I'm in the process of transcribing some Polish songs by hand, and I'm trying to copy out the lyrics from sources I find online. I'm wondering if anyone has any resources on handwriting Polish characters with diacritics (ę, ą and ł, to be specific). I don't need help typing them, but rather writing them as part of a joined string of cursive text. Any help would be appreciated.

Thanks,
Adam


----------



## GyörgyMS

ł > l plus a simple dash above the "l".
ą and ę > normal letters plus the tick of "ç" in written French.


----------



## tkekte

I noticed that for ł, they just put a little horizontal bar over the l.


----------



## GyörgyMS

tkekte said:


> I noticed that for ł, they just put a little horizontal bar over the l.
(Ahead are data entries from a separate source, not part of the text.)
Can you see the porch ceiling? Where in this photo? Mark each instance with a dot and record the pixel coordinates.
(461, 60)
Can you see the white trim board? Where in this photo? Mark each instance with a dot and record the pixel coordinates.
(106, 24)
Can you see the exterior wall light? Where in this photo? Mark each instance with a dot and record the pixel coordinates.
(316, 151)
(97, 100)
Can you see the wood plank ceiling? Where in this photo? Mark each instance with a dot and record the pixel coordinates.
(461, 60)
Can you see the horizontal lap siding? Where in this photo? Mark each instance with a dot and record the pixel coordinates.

Thats what I meant to say with my explanation.  I  wasn't actually sure which word to use for dash respectively bar.


----------



## tkekte

No, we just posted at the same time, I didn't see your post when I was writing mine.  "Dash" sounds def. better.


----------



## Polaquita

If you need it I can write something by hand and send you a scan, just give me your email address


----------



## Jana337

Polaquita said:


> If you need it I can write something by hand and send you a scan, just give me your email address


Exactly - you can even attach a sample here.


----------



## tkekte

Do it! Attach please, if you can.


----------



## Polaquita

Hello, here I'm sending you some of my very bad handwriting 
The text I took from the article which you may find in internet (well I'm not allowed to post urls as I dont have 30 posts yet ) in case you cannot read my handwriting 

I also made an effort and wrote it again trying my best (like I was tought at school) I think it looks much better.

Hope it helps, good luck!

Kaja

PS I had to zip both files as pdf was too large to attach it.
PS 2 The article's name is "Chciałbyś być Szwedem?" published by Przekrój, just try to find it in the net.


----------



## tkekte

_??? kilka slówek: własciwie nie, lepiej przepiszę tekst z gazety._
What's the word before kilka?


----------



## Polaquita

"Poniżej"  meaning "below"


----------



## tkekte

Ah..  Thank you for your effort.


----------



## TarisWerewolf

Polaquita said:


> Hello, here I'm sending you some of my very bad handwriting
> The text I took from the article which you may find in internet (well I'm not allowed to post urls as I dont have 30 posts yet ) in case you cannot read my handwriting



Thank you so much for that. It helps immensely to see a native speaker's writing. Would I be correct in assuming, then, that the letters with ogonek are not joined to the following letters in a string?


----------



## Polaquita

Hi, yes, something like that i guess. the "ogonek" will not be joined, but the other part of the letter may be joined i guess. I also think that each country has its different handwriting system, and if i look at American's handwriting it is different than Polish even if the same letters would be used.


----------